ランサムウェアとは、身代金を要求する不正なソフトウェア(マルウェア)です。

種類としてはファイルやストレージが暗号化されて開けなくなる「データ暗号化型」、端末の画面をロックし、操作不能にする「画面ロック型」の2つに分けることができます。

ランサムウェアが一般的なウイルスと違うのは「攻撃者が極めて強固な意思や目的に基づいて特定の企業を攻撃していること」です。たとえば、ランサムウェアに感染すると、端末上のデータや端末そのものにロックが掛かり、大抵の場合で「ダークウェブで身代金(仮想通貨)を支払え」という脅迫文が表示されます。また、ランサムウェアの中には「復号したければ期限時間に身代金を振り込め」と制限時間を設けているものもあり、これは相手の危機感をより煽るものとなっています。
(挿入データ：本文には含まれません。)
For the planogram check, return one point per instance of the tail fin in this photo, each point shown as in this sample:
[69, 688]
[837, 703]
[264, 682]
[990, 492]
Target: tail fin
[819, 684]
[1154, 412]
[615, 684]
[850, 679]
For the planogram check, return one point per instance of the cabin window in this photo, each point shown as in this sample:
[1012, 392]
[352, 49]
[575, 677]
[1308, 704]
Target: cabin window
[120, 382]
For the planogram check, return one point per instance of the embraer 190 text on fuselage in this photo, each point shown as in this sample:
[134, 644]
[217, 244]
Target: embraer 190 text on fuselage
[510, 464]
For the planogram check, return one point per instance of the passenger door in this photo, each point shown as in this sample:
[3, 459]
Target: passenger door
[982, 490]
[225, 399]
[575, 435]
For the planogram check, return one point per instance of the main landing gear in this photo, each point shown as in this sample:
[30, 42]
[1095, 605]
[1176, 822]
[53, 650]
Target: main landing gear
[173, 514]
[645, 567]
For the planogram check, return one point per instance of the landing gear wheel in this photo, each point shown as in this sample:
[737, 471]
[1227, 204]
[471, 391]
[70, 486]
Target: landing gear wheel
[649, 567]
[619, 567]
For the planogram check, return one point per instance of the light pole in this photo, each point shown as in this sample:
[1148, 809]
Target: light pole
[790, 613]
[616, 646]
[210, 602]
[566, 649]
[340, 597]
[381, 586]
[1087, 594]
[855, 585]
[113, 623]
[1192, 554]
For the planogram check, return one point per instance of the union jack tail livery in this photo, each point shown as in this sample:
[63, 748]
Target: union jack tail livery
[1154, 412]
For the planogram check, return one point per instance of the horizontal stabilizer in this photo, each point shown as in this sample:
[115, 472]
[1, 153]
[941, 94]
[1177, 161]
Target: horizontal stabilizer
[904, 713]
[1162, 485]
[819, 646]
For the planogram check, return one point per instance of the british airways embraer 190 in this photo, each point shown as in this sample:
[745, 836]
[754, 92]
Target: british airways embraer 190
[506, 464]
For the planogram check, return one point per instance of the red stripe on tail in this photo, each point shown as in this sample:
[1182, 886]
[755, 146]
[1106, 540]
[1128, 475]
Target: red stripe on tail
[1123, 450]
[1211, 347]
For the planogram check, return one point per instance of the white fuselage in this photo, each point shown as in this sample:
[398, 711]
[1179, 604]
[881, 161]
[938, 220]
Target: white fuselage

2017年に流行したビットコイン要求型のランサムウェア「WannaCry」の感染画面

 

最近では、身代金を支払わない企業の情報を、ダークウェブで公開したり、闇オークションにかけたりする手口が横行しています(ダークウェブでのやり取りには匿名通信ツールが使われていることから、発信者の特定や法的責任追及は困難です)。

またデータが漏えいすると、個人情報保護法違反に直結するため、顧客や取引先の信頼を損ね、莫大な経済的損失を被った挙句に、倒産に追い込まれたというケースもあります。すべての企業組織はランサムウェアの攻撃に備え、情報の機密性を確保する責任があるのです。

ランサムウェアの歴史変遷

世界初のランサムウェア

「ランサムウェア」という言葉自体は、”身代金”を意味する「ランサム」と「ソフトウェア」を組み合わせて作られました。このような意味を持つランサムウェアが歴史上の表舞台に初めて姿を表したのは、インターネットが普及するはるか前の1989年のことで、その名を「AIDS Trojan」と言いました。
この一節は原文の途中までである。